The HSE yesterday warned people receiving any suspicious calls, texts or other contacts seeking personal or banking details to report these contacts to the Garda confidential line.

“The HSE had meetings on Saturday with Google and Twitter, following on from the High Court injunctions secured last week to prevent stolen data being published across their platforms. They have promised to escalate complaints and deploy bots to identify potentially stolen data online,” it said in a statement.

HSE bosses have hired a company to scour the internet in anticipation of confidential patient records stolen by the gang being offered for sale, and the Garda National Cyber Crime Bureau is working 24-hour shifts monitoring underground websites and hacker forums for the first signs of the data emerging on the internet.

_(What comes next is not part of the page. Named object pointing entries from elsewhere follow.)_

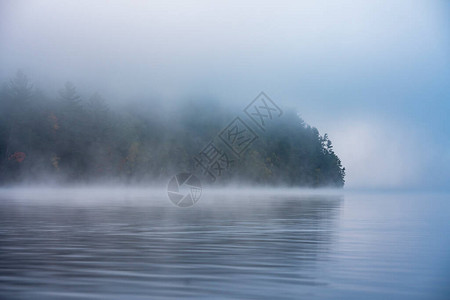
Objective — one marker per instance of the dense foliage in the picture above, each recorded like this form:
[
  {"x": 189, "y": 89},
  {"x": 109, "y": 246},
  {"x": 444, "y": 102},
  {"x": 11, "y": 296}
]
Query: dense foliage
[{"x": 70, "y": 139}]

Meanwhile, the threat of personal data being compromised also leaves the HSE in potential difficulty under data protection laws.

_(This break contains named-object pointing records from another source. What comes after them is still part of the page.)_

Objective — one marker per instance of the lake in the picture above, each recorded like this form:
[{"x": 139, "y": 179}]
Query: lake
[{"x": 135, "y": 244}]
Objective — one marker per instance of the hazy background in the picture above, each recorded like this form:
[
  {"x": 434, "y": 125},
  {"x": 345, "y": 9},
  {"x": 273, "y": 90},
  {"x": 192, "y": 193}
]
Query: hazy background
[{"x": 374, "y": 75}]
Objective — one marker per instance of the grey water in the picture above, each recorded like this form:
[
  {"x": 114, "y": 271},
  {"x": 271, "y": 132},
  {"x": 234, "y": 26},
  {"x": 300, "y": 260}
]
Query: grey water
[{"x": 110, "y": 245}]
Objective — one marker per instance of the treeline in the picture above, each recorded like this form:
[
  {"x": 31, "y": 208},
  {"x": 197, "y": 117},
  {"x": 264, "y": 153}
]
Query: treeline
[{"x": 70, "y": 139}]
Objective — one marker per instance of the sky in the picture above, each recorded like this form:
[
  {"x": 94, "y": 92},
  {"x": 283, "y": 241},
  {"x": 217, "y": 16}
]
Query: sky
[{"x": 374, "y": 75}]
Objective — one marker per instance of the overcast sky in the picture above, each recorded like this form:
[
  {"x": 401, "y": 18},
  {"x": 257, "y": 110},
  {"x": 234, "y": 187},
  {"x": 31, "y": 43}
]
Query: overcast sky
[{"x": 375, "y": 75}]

HSE chief executive Paul Reid has said they will be talking with the data protection commissioner if the data is published.

Data protection laws state that where a serious harm could be caused to an individual as a result of a data breach, that individual is to be informed without undue delay.

The HSE is likely to face scrutiny on the data hack on two fronts. Not only will it have to answer questions if people’s personal records and details are passed on to others, but it will have to answer how the information was not secured in the first instance.

Yesterday, the Government said there was “sadly, a real risk of patients’ data being abused”.

“We appeal to anyone who may come across this data online not to share it but instead to report it using the tools provided by platforms,” a statement said.

Speaking on RTÉ’s Radio 1’s This Week, Mr Reid said the disruption to health care was likely to continue for weeks rather than days.

He said there had been good progress, particularly in some of the national systems, “like our imaging system which would support scans, MRI and X-rays”.